Research evolves quickly and does not always follow a grand plan. For Aadra Bhatt, this flexibility led to finding her career passion.
An assistant professor in the Department of Medicine’s Division of Gastroenterology and Hepatology, Bhatt came to Chapel Hill in 2007 as a graduate student in microbiology and immunology. She never left.
“I just love it here,” Bhatt said. “I’ve felt so supported in my career at all stages, and when my current position was offered, I jumped on it because I can’t think of better colleagues or a better place to be.”
Although her training was in microbiology, Bhatt’s post-doctoral research involved chemical biology in the UNC Department of Chemistry. She became intrigued by gut bacteria, which are crucial triggers for inflammatory bowel disease (IBD) like Crohn’s disease and ulcerative colitis.
“My investigation led me to think about the gut microbiome in a new way,” Bhatt said. “I wanted to see if we can manipulate the microbiome without antibiotics in order to help drugs work better for us by reducing side effects and increasing tolerability.”
Donors to Bhatt’s work are impressed with her resourcefulness and collaborative spirit.

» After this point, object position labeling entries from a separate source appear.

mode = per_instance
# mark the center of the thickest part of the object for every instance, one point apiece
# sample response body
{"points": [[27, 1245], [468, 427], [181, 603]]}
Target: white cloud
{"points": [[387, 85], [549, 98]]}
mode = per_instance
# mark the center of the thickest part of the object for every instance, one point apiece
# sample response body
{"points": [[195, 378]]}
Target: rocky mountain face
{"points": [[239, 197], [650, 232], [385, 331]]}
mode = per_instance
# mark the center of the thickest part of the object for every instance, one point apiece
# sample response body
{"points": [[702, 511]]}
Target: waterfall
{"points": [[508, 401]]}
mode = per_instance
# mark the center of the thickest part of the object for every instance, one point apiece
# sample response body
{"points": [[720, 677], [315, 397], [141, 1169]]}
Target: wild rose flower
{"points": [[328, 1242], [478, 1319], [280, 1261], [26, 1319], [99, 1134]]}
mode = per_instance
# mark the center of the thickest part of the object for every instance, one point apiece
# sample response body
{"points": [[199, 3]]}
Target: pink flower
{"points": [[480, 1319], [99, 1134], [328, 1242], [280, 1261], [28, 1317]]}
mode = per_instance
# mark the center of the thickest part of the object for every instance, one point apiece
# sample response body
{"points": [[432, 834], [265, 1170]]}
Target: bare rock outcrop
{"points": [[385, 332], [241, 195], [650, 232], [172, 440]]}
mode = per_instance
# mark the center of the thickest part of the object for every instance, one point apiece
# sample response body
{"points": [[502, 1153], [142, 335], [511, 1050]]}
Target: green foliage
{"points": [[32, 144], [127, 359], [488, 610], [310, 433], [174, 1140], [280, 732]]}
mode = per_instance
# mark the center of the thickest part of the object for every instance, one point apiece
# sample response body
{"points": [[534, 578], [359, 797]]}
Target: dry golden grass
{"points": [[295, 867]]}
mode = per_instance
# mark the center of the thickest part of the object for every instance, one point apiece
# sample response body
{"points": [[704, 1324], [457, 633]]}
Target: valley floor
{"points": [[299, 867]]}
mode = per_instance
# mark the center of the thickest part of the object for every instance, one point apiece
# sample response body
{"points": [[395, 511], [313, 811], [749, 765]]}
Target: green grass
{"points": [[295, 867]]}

“When a family member was diagnosed with Crohn’s disease, we wanted to figure out what we could do to help,” one donor said. “We really wanted to help someone take the next step in their research in this area, and Aadra seemed so close to it. She’s enthusiastic, positive and works with the researchers in her area to share ideas – to me, collaboration in science is so much more productive than competition, and she embodies that.”